# Tell me your favorite xwg bhm stories



## Likens6 (Jul 5, 2014)

I'm having trouble finding stories


----------



## fritzi (Jul 7, 2014)

There aren't too many actual (let alone good) SSBHM/XWG stories around here - most are "only" BHM with or without WG.

My absolute favorite - a really well-written story, almost a novel - is '525' by agouderia.

Good short stories are 'Saturday morning with Evan' by Lily or 'Fix your business' by Stuffa.

From some of the older stories try anything by 'Cammy' or 'Lizzy' (enter author name in search engine here) or a few stories by 'FatManRocks'. 

They're also not easy to find - they're scattered across the different archives according to a system I haven't yet understood. 

It also seems to me that particularly many SSBHM/XWG remain unfinished. Or some feel like they're plagiarizing or piecing together scraps from various other story lines.


----------



## ffaboots (Jul 7, 2014)

I'm not going to plug my own stuff, cause it's always cringey when ppl do that in these threads. I made a list on my tumblr of BHM fics I like by other people:

http://baconpancakeslovesfatties.tu.../a-top-10-of-male-gain-stories-i-like-to-read


----------



## growinluvhandles (Jul 9, 2014)

Love your list, and I'll plug your stuff, ffaboots!

Everyone, SHE'S FABULOUS!



ffaboots said:


> I'm not going to plug my own stuff, cause it's always cringey when ppl do that in these threads. I made a list on my tumblr of BHM fics I like by other people:
> 
> http://baconpancakeslovesfatties.tu.../a-top-10-of-male-gain-stories-i-like-to-read


----------



## ffaboots (Jul 9, 2014)

Aw, thanks!
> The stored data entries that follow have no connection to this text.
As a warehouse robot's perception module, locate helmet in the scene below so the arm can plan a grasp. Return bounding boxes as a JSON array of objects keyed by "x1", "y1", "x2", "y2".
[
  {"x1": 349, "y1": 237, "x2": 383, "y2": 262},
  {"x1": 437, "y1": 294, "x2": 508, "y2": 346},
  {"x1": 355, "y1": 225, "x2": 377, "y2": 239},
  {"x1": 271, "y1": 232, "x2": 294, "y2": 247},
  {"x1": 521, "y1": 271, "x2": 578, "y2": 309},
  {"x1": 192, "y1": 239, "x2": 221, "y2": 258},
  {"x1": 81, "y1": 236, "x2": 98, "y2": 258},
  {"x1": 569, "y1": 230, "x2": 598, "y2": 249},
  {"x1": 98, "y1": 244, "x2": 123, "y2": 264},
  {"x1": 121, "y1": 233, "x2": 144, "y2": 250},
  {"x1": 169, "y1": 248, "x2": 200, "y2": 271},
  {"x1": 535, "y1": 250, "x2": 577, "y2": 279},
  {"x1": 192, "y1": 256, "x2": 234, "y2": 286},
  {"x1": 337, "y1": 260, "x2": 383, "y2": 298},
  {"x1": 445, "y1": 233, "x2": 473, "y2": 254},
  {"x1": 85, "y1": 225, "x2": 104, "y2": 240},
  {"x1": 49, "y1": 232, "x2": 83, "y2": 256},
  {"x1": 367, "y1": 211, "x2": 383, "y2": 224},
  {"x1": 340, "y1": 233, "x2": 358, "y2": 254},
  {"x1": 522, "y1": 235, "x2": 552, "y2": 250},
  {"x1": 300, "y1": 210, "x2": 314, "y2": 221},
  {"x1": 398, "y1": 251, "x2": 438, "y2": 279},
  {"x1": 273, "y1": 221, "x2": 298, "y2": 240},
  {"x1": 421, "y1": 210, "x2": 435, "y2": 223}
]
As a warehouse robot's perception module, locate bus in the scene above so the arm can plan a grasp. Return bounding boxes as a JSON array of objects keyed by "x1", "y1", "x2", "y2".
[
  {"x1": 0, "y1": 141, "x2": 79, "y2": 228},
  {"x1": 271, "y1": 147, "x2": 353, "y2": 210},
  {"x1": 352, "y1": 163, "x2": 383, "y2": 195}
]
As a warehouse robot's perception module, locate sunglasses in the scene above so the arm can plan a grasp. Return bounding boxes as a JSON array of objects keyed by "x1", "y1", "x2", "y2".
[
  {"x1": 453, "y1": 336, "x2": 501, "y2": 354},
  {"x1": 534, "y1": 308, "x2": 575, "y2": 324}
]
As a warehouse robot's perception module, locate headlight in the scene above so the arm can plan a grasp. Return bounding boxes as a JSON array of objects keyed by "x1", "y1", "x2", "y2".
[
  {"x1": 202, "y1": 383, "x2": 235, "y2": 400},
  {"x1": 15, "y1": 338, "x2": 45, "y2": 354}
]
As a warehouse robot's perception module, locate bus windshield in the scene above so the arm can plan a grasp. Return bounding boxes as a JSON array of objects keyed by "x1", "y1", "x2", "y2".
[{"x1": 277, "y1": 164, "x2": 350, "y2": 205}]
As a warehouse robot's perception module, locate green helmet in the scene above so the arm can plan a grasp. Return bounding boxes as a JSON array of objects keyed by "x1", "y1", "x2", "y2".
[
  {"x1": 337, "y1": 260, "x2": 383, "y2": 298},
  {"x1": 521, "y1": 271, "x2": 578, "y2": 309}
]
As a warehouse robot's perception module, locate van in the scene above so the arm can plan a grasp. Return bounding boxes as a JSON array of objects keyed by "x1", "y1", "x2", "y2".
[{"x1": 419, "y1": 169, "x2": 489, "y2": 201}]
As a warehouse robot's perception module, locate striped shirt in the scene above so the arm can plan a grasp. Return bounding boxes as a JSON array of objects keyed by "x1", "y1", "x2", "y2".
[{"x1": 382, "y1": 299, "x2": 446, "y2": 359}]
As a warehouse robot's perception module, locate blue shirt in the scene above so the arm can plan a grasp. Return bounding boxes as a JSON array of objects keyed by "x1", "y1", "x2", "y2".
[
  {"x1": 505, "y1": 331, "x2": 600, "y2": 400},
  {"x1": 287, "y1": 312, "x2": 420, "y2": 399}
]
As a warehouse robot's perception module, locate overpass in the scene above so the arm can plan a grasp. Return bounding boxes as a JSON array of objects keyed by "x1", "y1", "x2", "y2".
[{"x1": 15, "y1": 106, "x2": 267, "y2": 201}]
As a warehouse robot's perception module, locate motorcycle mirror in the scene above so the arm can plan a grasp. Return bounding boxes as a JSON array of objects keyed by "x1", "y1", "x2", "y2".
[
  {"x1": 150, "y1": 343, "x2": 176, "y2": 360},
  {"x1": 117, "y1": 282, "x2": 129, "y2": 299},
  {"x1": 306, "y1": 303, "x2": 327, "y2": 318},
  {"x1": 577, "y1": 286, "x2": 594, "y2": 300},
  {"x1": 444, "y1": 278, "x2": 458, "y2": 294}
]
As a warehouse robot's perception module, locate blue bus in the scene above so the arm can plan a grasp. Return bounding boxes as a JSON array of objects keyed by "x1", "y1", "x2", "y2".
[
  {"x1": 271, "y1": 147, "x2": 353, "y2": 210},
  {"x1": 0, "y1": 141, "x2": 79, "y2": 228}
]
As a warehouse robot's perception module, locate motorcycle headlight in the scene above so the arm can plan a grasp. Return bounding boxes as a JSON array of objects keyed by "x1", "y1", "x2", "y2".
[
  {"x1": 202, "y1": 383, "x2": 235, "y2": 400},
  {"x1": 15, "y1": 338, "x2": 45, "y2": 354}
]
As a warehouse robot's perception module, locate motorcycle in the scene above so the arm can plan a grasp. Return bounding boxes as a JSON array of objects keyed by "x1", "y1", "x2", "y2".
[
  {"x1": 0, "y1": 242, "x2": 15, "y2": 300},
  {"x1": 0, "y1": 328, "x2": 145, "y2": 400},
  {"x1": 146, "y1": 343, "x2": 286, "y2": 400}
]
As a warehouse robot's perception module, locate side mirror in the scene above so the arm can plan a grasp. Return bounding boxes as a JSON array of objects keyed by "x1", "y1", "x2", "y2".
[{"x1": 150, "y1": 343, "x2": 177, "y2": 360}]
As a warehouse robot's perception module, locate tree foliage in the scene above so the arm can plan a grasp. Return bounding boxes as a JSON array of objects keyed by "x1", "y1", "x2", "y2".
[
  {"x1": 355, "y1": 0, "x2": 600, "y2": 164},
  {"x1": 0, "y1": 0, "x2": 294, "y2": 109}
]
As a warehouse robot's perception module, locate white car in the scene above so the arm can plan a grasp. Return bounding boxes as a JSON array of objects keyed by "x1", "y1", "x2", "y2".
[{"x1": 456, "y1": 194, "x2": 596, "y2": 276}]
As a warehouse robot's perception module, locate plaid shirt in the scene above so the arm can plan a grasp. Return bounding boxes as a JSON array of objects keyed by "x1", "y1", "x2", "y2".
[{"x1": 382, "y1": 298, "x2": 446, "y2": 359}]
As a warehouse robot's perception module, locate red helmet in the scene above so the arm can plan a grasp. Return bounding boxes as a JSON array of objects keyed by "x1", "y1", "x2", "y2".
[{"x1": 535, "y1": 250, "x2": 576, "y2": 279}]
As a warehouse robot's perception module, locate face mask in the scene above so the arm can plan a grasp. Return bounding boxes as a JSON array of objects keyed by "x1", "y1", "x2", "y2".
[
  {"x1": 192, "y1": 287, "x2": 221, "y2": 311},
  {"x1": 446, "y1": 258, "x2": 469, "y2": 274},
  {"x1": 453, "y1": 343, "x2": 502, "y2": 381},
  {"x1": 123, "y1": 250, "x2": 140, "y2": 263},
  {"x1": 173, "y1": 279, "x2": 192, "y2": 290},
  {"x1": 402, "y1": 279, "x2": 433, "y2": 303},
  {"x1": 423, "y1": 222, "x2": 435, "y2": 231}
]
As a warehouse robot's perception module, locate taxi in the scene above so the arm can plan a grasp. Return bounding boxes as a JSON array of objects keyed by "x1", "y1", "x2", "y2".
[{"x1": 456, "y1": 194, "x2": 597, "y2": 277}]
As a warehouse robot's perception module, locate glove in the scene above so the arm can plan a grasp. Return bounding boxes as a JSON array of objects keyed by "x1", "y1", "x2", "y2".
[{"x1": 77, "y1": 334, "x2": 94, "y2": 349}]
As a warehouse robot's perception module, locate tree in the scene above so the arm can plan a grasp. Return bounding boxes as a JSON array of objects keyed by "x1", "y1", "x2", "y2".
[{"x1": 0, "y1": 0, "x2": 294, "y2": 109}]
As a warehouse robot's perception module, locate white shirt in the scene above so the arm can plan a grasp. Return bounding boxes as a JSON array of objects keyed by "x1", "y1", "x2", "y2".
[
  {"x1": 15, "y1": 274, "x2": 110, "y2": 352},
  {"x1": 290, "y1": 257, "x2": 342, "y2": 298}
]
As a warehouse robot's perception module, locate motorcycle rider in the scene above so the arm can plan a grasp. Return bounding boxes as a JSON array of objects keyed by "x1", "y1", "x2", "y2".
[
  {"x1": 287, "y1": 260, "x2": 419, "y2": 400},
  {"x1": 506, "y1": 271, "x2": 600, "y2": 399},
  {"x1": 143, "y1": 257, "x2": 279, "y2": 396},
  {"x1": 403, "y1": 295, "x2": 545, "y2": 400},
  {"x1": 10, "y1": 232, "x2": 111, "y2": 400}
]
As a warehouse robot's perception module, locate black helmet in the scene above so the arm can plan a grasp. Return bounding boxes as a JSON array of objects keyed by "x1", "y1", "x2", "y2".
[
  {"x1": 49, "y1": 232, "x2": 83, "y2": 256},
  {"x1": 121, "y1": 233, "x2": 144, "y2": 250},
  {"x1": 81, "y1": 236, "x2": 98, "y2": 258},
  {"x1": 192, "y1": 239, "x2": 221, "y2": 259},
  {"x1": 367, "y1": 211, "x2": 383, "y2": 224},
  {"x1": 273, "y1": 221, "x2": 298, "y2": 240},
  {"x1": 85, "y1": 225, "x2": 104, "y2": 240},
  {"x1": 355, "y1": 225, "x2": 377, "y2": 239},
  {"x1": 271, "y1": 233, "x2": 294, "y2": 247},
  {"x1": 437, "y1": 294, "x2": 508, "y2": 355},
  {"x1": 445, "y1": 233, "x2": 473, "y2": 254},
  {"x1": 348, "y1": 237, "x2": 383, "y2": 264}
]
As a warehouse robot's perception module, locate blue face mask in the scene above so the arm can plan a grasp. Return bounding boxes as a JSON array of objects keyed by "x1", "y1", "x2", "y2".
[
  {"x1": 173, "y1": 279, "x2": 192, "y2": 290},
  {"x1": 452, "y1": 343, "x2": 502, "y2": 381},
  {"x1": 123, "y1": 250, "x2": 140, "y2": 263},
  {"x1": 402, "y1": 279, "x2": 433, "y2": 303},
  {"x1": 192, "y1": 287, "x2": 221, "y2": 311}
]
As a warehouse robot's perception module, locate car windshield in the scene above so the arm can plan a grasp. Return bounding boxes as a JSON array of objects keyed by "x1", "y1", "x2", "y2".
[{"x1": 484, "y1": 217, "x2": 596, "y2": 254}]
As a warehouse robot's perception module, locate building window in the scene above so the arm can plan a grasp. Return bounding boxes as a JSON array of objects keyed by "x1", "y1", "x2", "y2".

High praise, coming from you! 

(OP--check out growinluvhandles' DeviantArt page, there's some great stuff there too!).


----------



## Coop (Jul 13, 2014)

I prefer more mutual XWG stories like The Utopia & anything by Jake JMJ that involves mutual XWG.


----------



## Likens6 (Jul 14, 2014)

fritzi said:


> There aren't too many actual (let alone good) SSBHM/XWG stories around here - most are "only" BHM with or without WG.
> 
> My absolute favorite - a really well-written story, almost a novel - is '525' by agouderia.
> 
> ...


I know right


----------



## Vongola27 (Jul 24, 2014)

On this forum, I've really enjoyed these two. They're not exactly Shakespeare, but I have a good time reading them:

Piggy Whistle by ronaldr

From Arrogant Pig, To Just Pig by zxc098

There are a few on deviantART, but I'm having trouble remembering them off the top of my head. One of my favorites is snr6424, who does great work whether it's BBW, BHM, or Both. Here's the link to his BHM gallery: http://snr6424.deviantart.com/gallery/23775849/Male-Weight-Gain-Expansion


----------



## Craiger16 (Jul 31, 2014)

Likens6 said:


> I'm having trouble finding stories



Scenes from the Three - by ffaboots is one of my favorites. I've could read it over and over again. Link is here


----------



## Fiji (Aug 1, 2014)

I second Craiger's motion. Scenes From The Three is the best ever in my view. It's a really sexy romp!


----------



## Fiji (Aug 1, 2014)

Dimensions has a lot of good ones. In the older stories section, try Mrs. Chin about a woman fattening her neighbor (very hot), Alien Abduction (totally unrealistic but a fun romp about a fat man being fattened to gigantic proportions by aliens), and A Sizeable Marriage (also totally unrealistic with a pudgy wife using a feeding machine to blow up her already fat husband to triple his former size, but pretty fun nonetheless).


----------



## Fiji (Aug 1, 2014)

Another fun read on Dims is Weighty Wager by FArevolt. Another totally unrealistic but highly fun tale about a chef, a witch, and a scientist are brought together to fatten a regular sized FA by over a thousand pounds. :eat1:


----------



## RayJay25101956 (Aug 2, 2014)

Just 90 pounds, sizeable marriage, revelations.


----------



## gignv (Dec 13, 2014)

I also really enjoyed reading "Mrs. Chin" and there was another story on the old dimensions story boards titled something along the lines of "office boy"


----------



## Ravens-son (Dec 14, 2014)

ffaboots said:


> I'm not going to plug my own stuff, cause it's always cringey when ppl do that in these threads. I made a list on my tumblr of BHM fics I like by other people:
> 
> http://baconpancakeslovesfatties.tu.../a-top-10-of-male-gain-stories-i-like-to-read



Hey, you linked to one of mine. Thanks.


----------



## Jerry Thomas (Dec 18, 2014)

I especially liked "Eighty" and "Ten Years", both of which are included in ffaboots' Top 10 list above. Btw, thanks for posting this list - I will have to check out some of the other stories listed there.


----------



## otherland78 (Jan 6, 2015)

thanks for those nice tips a know the most of them but i am always looking for a gem i never read  got from feeding girls stories or revenge on the slim excheerleader to gaining stories about bhm imagining me always very funny ;-)


----------